Fire & Life Safety: Emerging Issues

There are many catch phrases about the past, and I'm not sure if we're supposed to never look back or always remember the past? Regardless, the past shapes where we are and who we are, so looking at 2013, did it make us a stronger fire service? This year had many great accomplishments that have continued to improve the fire service with a focus on fire and life safety.

The Fire and Life Safety Section board has been extremely busy working with the Fire Code Action Committee with the development of the 2015 International Code Council (ICC) building and fire code documents. The committee has worked with many representatives of the National Association of State Fire Marshals as well as leaders in the code development community. The FLSS has continued to help protect residential fire sprinklers, protection of lightweight wood truss and ensuring the continued success of the fire code.

Beyond the ICC, the IAFC has a number of representatives on NFPA technical committees that work to advocate for our membership; many of the key committees were in cycle in 2013. This includes the Automatic Sprinkler Code, Fire Alarm Code and the Fire Prevention Code committees. Many changes have come forward and the membership has worked hard to protect the interests of the fire chief and to ensure the safety of our communities and our firefighters.

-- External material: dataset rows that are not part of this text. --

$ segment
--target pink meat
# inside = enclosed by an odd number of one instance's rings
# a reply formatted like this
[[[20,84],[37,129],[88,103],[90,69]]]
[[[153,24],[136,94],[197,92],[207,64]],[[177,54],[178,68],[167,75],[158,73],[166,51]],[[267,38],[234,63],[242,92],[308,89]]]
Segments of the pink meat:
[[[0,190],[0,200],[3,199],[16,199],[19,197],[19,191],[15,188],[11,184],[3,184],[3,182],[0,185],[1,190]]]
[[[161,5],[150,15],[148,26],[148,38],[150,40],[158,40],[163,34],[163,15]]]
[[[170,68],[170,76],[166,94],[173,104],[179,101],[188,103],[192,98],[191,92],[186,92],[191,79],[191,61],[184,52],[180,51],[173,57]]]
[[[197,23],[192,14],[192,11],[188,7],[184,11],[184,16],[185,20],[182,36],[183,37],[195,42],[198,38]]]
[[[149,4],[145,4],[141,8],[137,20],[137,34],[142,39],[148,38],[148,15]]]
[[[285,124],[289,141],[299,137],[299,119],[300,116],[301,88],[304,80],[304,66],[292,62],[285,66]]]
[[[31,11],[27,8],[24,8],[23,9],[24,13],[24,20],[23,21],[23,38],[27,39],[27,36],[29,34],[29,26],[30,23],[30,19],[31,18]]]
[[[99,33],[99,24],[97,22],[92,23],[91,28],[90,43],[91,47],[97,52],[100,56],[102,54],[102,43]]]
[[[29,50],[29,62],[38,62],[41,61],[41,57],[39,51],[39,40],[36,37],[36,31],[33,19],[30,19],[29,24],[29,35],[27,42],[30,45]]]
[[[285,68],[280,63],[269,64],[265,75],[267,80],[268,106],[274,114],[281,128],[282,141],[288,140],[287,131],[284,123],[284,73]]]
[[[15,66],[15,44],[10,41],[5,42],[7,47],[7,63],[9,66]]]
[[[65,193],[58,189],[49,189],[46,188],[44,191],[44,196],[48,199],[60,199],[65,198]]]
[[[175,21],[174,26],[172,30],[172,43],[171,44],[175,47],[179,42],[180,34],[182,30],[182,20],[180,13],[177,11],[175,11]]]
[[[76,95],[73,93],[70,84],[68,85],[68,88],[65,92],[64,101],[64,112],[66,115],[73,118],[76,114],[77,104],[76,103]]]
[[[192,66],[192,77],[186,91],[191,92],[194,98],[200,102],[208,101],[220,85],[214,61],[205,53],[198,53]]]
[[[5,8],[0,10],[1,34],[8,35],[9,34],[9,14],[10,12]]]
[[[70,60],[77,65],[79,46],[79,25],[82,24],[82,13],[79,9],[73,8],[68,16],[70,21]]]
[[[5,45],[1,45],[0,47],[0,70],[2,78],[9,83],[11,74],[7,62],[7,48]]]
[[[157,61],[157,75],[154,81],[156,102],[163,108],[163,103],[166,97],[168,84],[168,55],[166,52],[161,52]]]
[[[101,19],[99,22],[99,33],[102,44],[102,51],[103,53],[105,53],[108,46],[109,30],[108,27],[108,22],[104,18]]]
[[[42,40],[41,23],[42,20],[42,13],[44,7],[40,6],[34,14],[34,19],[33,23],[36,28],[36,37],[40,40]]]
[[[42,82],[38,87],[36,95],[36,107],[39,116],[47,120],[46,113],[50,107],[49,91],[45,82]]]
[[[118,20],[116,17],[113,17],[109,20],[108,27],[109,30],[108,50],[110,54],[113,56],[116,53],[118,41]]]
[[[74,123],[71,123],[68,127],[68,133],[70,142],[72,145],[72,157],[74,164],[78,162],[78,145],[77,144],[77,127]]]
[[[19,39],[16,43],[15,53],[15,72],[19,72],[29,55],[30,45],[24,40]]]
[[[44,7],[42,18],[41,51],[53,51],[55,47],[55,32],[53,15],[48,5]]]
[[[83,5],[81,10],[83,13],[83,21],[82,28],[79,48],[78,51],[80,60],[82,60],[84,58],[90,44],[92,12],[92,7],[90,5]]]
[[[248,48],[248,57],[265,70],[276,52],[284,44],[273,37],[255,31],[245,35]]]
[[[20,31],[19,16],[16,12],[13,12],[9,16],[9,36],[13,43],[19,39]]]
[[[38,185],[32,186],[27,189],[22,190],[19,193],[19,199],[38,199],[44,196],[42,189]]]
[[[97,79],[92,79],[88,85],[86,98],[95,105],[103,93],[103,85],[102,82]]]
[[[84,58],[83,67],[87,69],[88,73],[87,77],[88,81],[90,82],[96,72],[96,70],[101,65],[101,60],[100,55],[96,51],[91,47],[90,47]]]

This past year, technology brought many changes to fire and life safety. When science, study and related research come together, we see the power of collaboration. This has included the stovetop safety report, false-alarm reporting and continued investigations by great partners such as Underwriters Laboratory and their work with wind-driven fires and lightweight-wood truss protection.

These accomplishments offer a glimpse into what the year ahead will bring. The fire service has become the coordinating agency for fire and life safety. There are high expectations that we'll facilitate communication through partners to influence change in the built environment. These partnerships must be based on open communication with an intent to provide safer environments for our communities.

The fire service will continue to be challenged with many green issues. The desire for sustainable buildings with reduced operating costs will challenge many of our assumptions in fire and building codes. How we as a fire service respond will be critical. We must be involved to influence change and we must understand the demands placed on the built environment from governmental agencies and organizations. Supporting the great research by the NFPA Research Foundation is critical for reducing fires in the built environment and helping to support the change we want to see.

We must continue the conversation, build partnerships and study the effects these changes have on our firefighters when they're working at fires. Next year has great potential based on the work that has already been done by so many people. We must understand the past and how it shapes us, but we must learn from the lessons in 2013 and look ahead to the challenges 2014 will bring.